CRÓNICAS PLURICULTURAIS
146. ENTRE O REAL E O IDEAL E O IDEAL E O REAL
O florentino Maquiavel e o inglês Thomas More são dois vultos permanentes em política e sociologia.
Maquiavel, confrontado com as guerras e lutas civis que gangrenavam a península itálica, procura uma maneira de a salvar, colhendo e adaptando os ensinamentos da história de Roma e da “Política” de Aristóteles, escrevendo “O Príncipe”, onde César Bórgia, senhor de Florença, de quem foi favorito e secretário de chancelaria, é tido como uma referência de governante, a quem atende, aconselha e se dirige.
Não sendo os poderosos, por natureza e princípio, mais inteligentes e justos que os outros, defende que chegaram onde estão porque são mais astutos, demagogos, hipócritas e pérfidos, podendo usar a crueldade, a tortura, a mentira, a má fé, o crime e a violência para manter o poder. Se para teres êxito na vida tiveres de atropelar e passar por cima dos outros, não hesites, sendo irrelevante que alcances o êxito sem honra ou modo pouco honroso. O fim justifica os meios, mesmo que condenáveis em si, desde que chegues onde queres, estando as razões de Estado acima de tudo, para alcançar o bem geral, identificado com o interesse de quem governa.
Os Estados, evoluindo ao sabor das leis naturais que gerem as sociedades, adaptam-se e reformulam-se consoante os tempos, de monarquias eletivas, hereditárias, tirânicas e decorativas, a repúblicas, autocracias, ditaduras, democracias liberais ou iliberais, e por aí adiante, num equilíbrio instável, em progressos e regressões.
Tomás Moro, inspirado na “República” de Platão, foi autor da “Utopia”, que significa “o que não existe em lado algum”, imaginando uma sociedade ideal, perfeita, quimérica, habitando uma ilha idealizada e longínqua, que o navegador português Rafael Hitlodeu conhecera, onde os bens são comuns, os governantes eleitos pelos utopistas, estes consultados sobre o que é relevante, quem governa fixa planos de produção e dirige a economia, todos vivendo felizes com o que têm, e cada um com o que precisa, idealizando uma coletividade com base na razão humana, balançando entre um real que se censura e rejeita e o ideal que se almeja e sonha.

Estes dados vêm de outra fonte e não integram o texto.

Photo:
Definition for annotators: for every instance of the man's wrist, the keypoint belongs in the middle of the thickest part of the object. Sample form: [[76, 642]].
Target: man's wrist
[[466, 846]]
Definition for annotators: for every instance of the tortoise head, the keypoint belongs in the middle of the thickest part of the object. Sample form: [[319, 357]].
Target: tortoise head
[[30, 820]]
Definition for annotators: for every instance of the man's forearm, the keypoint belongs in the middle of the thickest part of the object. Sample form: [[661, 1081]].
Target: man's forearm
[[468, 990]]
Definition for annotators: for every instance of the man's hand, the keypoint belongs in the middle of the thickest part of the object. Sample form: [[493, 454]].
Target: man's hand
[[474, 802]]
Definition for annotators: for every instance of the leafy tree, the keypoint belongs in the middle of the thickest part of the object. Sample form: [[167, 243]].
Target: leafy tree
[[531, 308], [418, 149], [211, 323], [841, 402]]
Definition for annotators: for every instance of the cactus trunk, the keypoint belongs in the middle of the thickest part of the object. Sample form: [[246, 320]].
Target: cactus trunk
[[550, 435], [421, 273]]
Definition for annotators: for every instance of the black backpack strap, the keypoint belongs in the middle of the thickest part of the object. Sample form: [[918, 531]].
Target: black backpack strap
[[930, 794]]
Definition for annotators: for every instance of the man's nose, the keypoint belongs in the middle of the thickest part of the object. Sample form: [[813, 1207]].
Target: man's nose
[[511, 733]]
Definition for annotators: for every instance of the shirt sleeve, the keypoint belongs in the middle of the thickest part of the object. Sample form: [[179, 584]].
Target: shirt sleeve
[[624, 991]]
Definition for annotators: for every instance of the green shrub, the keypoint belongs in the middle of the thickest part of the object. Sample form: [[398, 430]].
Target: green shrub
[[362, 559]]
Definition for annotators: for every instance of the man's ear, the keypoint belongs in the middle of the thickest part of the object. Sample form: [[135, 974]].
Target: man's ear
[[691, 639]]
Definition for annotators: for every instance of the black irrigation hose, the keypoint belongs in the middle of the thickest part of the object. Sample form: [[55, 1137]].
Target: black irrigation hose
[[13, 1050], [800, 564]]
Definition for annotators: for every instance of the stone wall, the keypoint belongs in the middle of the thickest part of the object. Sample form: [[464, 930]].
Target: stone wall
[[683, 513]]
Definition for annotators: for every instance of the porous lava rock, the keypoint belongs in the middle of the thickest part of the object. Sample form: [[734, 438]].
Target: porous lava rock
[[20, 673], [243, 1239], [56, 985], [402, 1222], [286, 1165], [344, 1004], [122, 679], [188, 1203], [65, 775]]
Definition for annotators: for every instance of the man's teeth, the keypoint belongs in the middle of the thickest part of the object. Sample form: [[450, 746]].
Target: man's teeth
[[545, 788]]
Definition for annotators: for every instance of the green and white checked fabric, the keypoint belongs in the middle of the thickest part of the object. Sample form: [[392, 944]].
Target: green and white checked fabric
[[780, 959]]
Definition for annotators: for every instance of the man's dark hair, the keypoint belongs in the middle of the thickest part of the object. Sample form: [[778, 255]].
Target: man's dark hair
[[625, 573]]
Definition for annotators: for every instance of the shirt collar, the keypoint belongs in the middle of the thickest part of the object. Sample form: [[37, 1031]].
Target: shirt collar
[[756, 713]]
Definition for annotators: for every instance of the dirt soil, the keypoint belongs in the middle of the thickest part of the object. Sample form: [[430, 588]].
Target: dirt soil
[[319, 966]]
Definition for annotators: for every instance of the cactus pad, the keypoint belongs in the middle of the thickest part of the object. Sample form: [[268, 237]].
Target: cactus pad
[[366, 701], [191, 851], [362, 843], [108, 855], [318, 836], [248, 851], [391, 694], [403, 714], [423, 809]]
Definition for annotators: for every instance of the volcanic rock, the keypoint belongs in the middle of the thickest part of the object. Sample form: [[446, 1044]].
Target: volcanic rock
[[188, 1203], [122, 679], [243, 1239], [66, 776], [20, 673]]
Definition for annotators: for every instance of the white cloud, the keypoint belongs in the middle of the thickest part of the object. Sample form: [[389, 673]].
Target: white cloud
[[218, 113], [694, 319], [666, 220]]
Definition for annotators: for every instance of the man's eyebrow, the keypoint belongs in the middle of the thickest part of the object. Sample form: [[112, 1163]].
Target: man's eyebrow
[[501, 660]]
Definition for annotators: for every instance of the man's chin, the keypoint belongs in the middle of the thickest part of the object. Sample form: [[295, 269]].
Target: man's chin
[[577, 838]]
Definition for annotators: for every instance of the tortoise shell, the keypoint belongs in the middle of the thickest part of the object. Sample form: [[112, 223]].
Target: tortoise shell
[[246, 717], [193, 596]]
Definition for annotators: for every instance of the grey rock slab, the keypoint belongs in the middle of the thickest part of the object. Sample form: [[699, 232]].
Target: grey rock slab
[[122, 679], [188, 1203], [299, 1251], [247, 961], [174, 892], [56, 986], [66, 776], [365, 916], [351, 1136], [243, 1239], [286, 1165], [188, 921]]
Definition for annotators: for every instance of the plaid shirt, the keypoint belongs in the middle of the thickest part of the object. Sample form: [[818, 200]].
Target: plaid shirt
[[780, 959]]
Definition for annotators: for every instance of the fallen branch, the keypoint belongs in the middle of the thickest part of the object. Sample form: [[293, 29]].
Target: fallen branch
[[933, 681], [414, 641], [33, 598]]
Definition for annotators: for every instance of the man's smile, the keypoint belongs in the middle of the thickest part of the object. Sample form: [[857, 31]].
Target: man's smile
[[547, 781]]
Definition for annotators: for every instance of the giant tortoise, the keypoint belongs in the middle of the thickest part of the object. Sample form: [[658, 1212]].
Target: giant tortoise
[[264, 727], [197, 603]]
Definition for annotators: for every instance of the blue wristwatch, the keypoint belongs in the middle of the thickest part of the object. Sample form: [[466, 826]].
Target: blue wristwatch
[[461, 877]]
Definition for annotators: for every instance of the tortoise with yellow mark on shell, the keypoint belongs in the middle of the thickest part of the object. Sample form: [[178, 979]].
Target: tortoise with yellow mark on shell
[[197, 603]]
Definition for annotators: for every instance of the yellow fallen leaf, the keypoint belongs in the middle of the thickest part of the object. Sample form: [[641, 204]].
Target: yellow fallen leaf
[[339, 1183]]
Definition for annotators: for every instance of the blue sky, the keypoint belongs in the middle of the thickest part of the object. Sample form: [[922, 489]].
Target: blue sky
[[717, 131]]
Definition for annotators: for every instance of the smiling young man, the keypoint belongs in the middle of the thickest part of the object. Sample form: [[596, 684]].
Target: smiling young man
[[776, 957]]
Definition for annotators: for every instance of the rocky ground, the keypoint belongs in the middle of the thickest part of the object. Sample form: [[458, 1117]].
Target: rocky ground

Os utopistas deviam ajudar os vizinhos a transformar-se em Estados utópicos, passando a protegê-los, tendo-se como precursores do humanismo.
Este balancear do real para o ideal (Maquiavel e Tomás Moro) e do ideal para o real (Tomás Moro e Maquiavel), continua a guiar-nos, nomeadamente os políticos, sendo tidos por realistas e idealistas consoante seguidores de Maquiavel ou de More, chamando-se maquiavélica a política caraterizada pela ausência de escrúpulos para governar e tomar o poder, e idealista a que se baseia numa sociedade que não existe mas se deseja que exista, mesmo que alimentada pela fantasia, fuga e sonho de um mundo tido como irreal.
Em qualquer caso, o Estado é um ente sempre presente, quer infrinja as leis para se manter e disponha das nossas vidas sem limites, quer se assuma como paternalista, qual messias ou salvador, rumo à sociedade ideal.
Predominando, entre os políticos e grandes estrategas os realistas (realpolitik), que nunca deixaram de ler e meditar sobre a doutrina de Maquiavel (tendo como subjacente os interesses práticos e primordiais do Estado e que as relações de poder tendem a minar as pretensões de fundamentação moral), deduz-se ser esta a política que agarra mais de perto a realidade atual, devidamente adaptada ao contexto em que vivemos, teoria que tem como intrínseca a imperfeição da condição humana, com o seu clímax em todas as ditaduras e totalitarismos.
Porém, embora constitutivamente finitos e imperfeitos, também aspiramos, constitutiva e estruturalmente, a fazer sempre melhor, rumo a uma sociedade superiormente aperfeiçoada, num misto entre o real e o ideal e vice-versa, mesmo que agora utópica e uma democracia escrutinadora e pluralista, per si, possa ser vulnerável e insuficiente.